Derrière ces professions peut-être plus visibles et plus habituées aux mouvements sociaux s’en cachent d’autres aux pouvoirs parfois tout aussi redoutables. Il y a quelques jours, le départ en arrêt maladie de plusieurs centaines d’employés de tribunaux a conduit à l’annulation de nombreuses audiences avant de faire rapidement ployer le ministère de la Justice, qui a accordé une augmentation de 50 euros par mois et une prime de Noël. Les inspecteurs vétérinaires préparent une action semblable qui aurait pour effet de bloquer la commercialisation de produits carnés. Il est probable que l’industrie de la viande fasse là encore vite entendre raison au gouvernement.
Si tous ces mouvements affichent dans l’ensemble les mêmes revendications, la faiblesse des syndicats et plus largement, des structures d’organisation sociale en Pologne empêche leur coagulation dans une grande manifestation. En septembre, l’appel de la centrale syndicale OPZZ avait fait descendre dans les rues de Varsovie environ 20000 personnes, chiffre modeste à la lumière des quelque 800000 membres dont se réclame l’organisation.
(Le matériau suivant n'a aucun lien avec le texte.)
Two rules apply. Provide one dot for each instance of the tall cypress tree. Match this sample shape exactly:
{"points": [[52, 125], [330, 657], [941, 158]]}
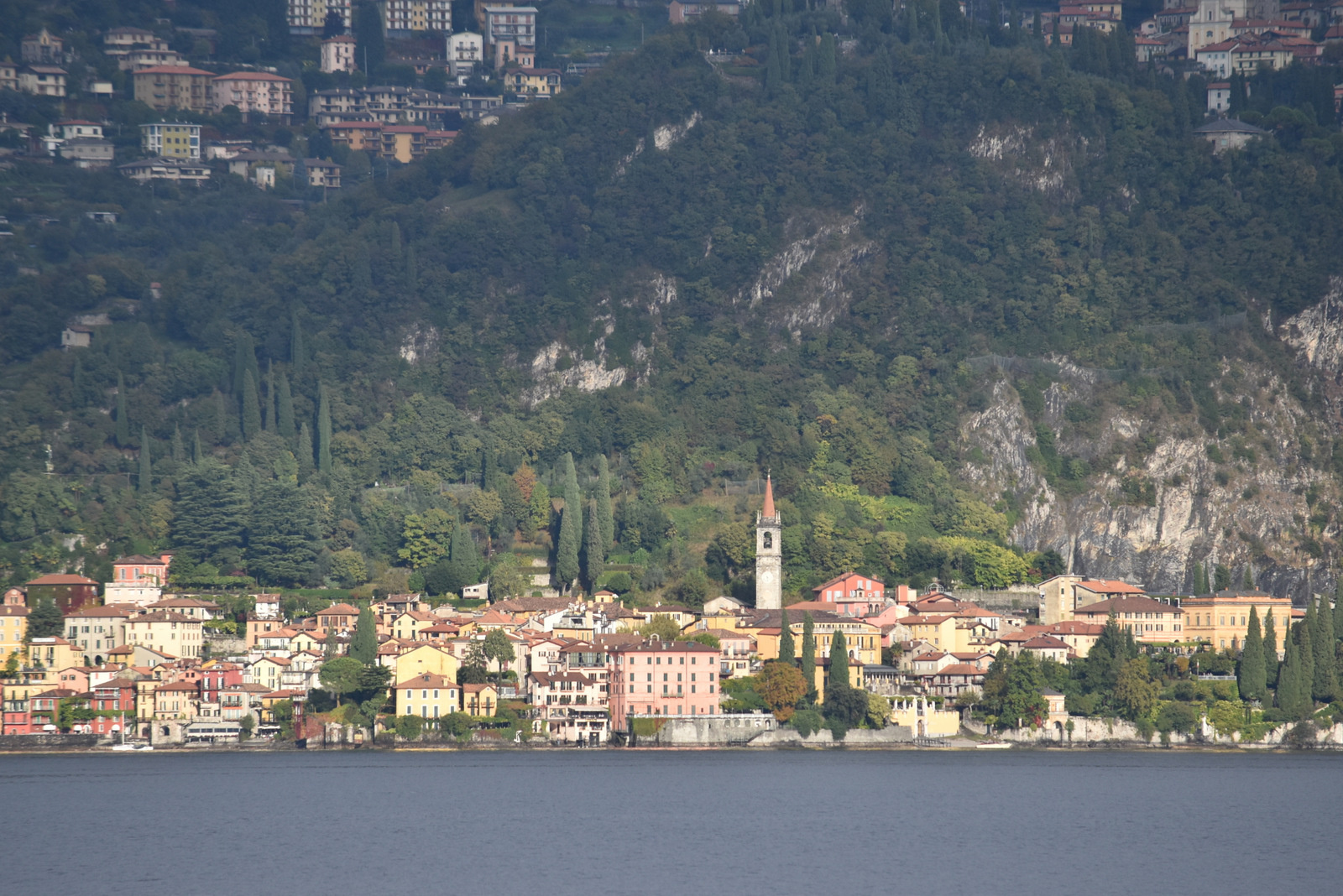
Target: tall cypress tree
{"points": [[571, 526], [1325, 685], [123, 420], [285, 412], [324, 432], [363, 644], [1271, 663], [809, 652], [1251, 669], [147, 481], [786, 649], [839, 662], [252, 408], [306, 450], [604, 517], [593, 558]]}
Son rival Solidarność, quoique proche du PiS, n’en est pas moins impuissant à améliorer les conditions de travail du secteur public, et prévoit donc une action similaire au printemps prochain. Le clivage historique entre les deux syndicats rend toutefois improbable leur coordination, si bien que comme souvent, les Polonais se contenteront de voter avec leurs pieds en désertant le service public.